When the microporous resin coating layer also serves as a separator as in claim (2), there is no need to provide a special separator, and the structure of the battery becomes simple and the assembly work becomes easy.

As claimed in claim (3), if a microporous resin coating layer that allows ions to move is provided on the surface of the hydrogen storage electrode body, even if there is a coating layer, the hydrogen storage alloy powder therein can be hydrogenated. I can do it. Further, when the microporous resin coating layer is present on the surface of the hydrogen storage electrode body, even if the hydrogen storage alloy powder becomes fine during hydrogenation treatment, the three-dimensional network structure can prevent it from falling off.

As in claim (4), even if the hydrogen storage electrode is compressed by applying external pressure, the covering layer is made of a resin that is more flexible than metal, so it can be prevented from cracking during compression.

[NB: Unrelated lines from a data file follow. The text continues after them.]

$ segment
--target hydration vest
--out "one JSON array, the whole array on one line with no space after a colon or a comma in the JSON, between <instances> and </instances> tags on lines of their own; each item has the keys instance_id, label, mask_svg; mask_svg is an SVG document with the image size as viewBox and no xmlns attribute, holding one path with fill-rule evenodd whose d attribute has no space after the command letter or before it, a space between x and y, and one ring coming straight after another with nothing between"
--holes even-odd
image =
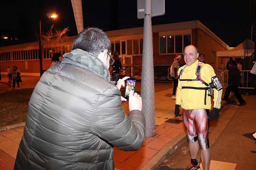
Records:
<instances>
[{"instance_id":1,"label":"hydration vest","mask_svg":"<svg viewBox=\"0 0 256 170\"><path fill-rule=\"evenodd\" d=\"M182 89L184 88L189 88L196 90L203 90L205 91L205 104L206 104L206 96L208 96L212 97L211 96L212 94L212 88L211 85L206 83L205 81L201 79L201 70L203 67L203 63L201 62L198 62L197 63L197 65L196 69L196 79L182 79L181 76L183 71L185 69L186 65L184 66L181 68L179 75L178 79L180 81L198 81L200 83L204 84L206 86L205 87L188 87L184 86L182 87ZM208 94L207 94L207 91L208 91Z\"/></svg>"}]
</instances>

[Embodiments] Hereinafter, embodiments of the present invention will be described in detail with reference to FIGS. 1(A), (B), and (C). In this example, L a N i
A hydrogen storage electrode using hydrogen storage alloy No. 5 will be described as an example along with its manufacturing method.

As shown in FIG. 1(A), a commercially available hydrogen storage alloy powder 1 made of LaNi5 is mechanically crushed to a particle size of 31 ml to 200 μm and filled into a three-dimensional network structure 2 made of foamed nickel. Then, the hydrogen storage electrode body 3 is formed. That is, the hydrogen storage electrode body 3 is formed by filling the three-dimensional network structure 2 with the hydrogen storage alloy powder 1 in a relatively low activity and coarse particle size state. As the three-dimensional network structure 2, foamed nickel (Celmet #7 manufactured by Sumitomo Electric Industries, Ltd.) is used.
) was used. This hydrogen storage electrode body 3 has a pore diameter of 0.4 μm.
The microporous resin coating layer 4 was formed by covering with a microporous polyethylene film having a thickness of 0.5 mm, and the resulting hydrogen storage electrode 5 weighed 50 kg/c! The three-dimensional network structure 2 and the microporous resin coating layer 4 are pressed together. After that, the hydrogen storage electrode 5 is sealed in a stainless steel container, and the temperature is 0°C and the hydrogen pressure is 10kg/c! The hydrogen storage alloy powder 1 is made to store hydrogen, and the hydrogen storage process is repeated by a thermal cycle in which hydrogen is released by reducing the pressure at a temperature of 20° C. until the particle size of the hydrogen storage alloy powder 1 made of LaNi5 becomes about 1 μm. Thus,
As shown in FIG. 1(B), a hydrogen storage electrode 5 is obtained in which the particle size of the hydrogen storage alloy powder 1 is reduced. After completion of such hydrogenation treatment, the hydrogen storage electrode 5 having the desired thickness as shown in FIG. 1 is obtained by roll pressing to a predetermined thickness in a glove box under an inert gas atmosphere.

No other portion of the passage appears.